The country’s film industry is yet to rival Africa’s top destinations due to lack of incentives to woo large-budget foreign-based film and television productions.
Film officials who spoke during the launch of the third Lake International Pan-African Film Festival yesterday said the country lacked a film fund or grants for local film makers and could not provide incentives to foreign film makers.
“We currently do not offer incentives but we are considering it. It is an ongoing conversation. A country like South Africa has, however, cut a niche in attracting large-budget film makers by offering them incentives,” said Kenya Film Commission (KFC) CEO Timothy Owase.
Despite Kenya having unique landscapes and scenic destinations that once attracted foreign film makers, South Africa is currently on the list of most preferred filming destinations globally and ranks first in Africa.

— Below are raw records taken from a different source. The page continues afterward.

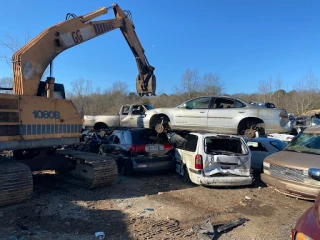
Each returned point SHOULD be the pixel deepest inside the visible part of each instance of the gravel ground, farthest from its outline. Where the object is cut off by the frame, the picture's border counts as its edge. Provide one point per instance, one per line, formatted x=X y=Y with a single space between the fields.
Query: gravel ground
x=148 y=206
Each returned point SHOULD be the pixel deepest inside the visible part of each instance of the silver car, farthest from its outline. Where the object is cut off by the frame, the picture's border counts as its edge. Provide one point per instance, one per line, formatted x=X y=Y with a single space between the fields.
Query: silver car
x=218 y=114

Mr Owase, however, said Kenya had never had incentives to promote both local and international film makers.
“South Africa’s incentives programme has continued to profile them internationally while increasing the country’s creative and technical skills base. The Kenyan Government is also considering putting mechanisms in place to establish a film fund to promote local film makers,” he said.
South Africa offers a generous rebate of 25 per cent on qualified spend, a deal that has continued to woo producers from around the world despite efforts by the Kenya Wildlife Service (KWS) and KFC to market Kenyan destinations abroad.
KWS officials said famous destinations that were once used in the shooting of renowned Hollywood movies were receiving fewer numbers of foreign film makers.
“Destinations like Hell’s Gate, Amboseli and Nairobi national parks, among others, inspired some best-selling movies. But few foreign film makers are visiting despite us doing our best to market these beautiful destinations both locally and internationally,” said Mathenge Matimu, a KWS representative.
Lack of grants
Film makers raised concerns that challenges in the film industry remained huge due to lack of grants. They accused the Kenya Film Classification Board (KFCB) of being an impediment to struggling film makers.
“Local film makers still struggle without grants even as we advocate for local productions. Worse, KFCB often has inconsiderate regulations that have resulted in the ban of films, including Rafiki, yet production costs remain high,” said Victor Maina.
But KFCB argued that it only regulates explicit content from being aired, adding that film makers should seek external financing.
“We encourage film makers to take loans from financial institutions to expand the industry and produce local content because there are currently no film funds in place. We encourage film makers to take this as a business instead of waiting for grants, which are currently not in place so that we do not let our stories to be told by foreigners,” said Nelly Muluka, KFCB communications manager.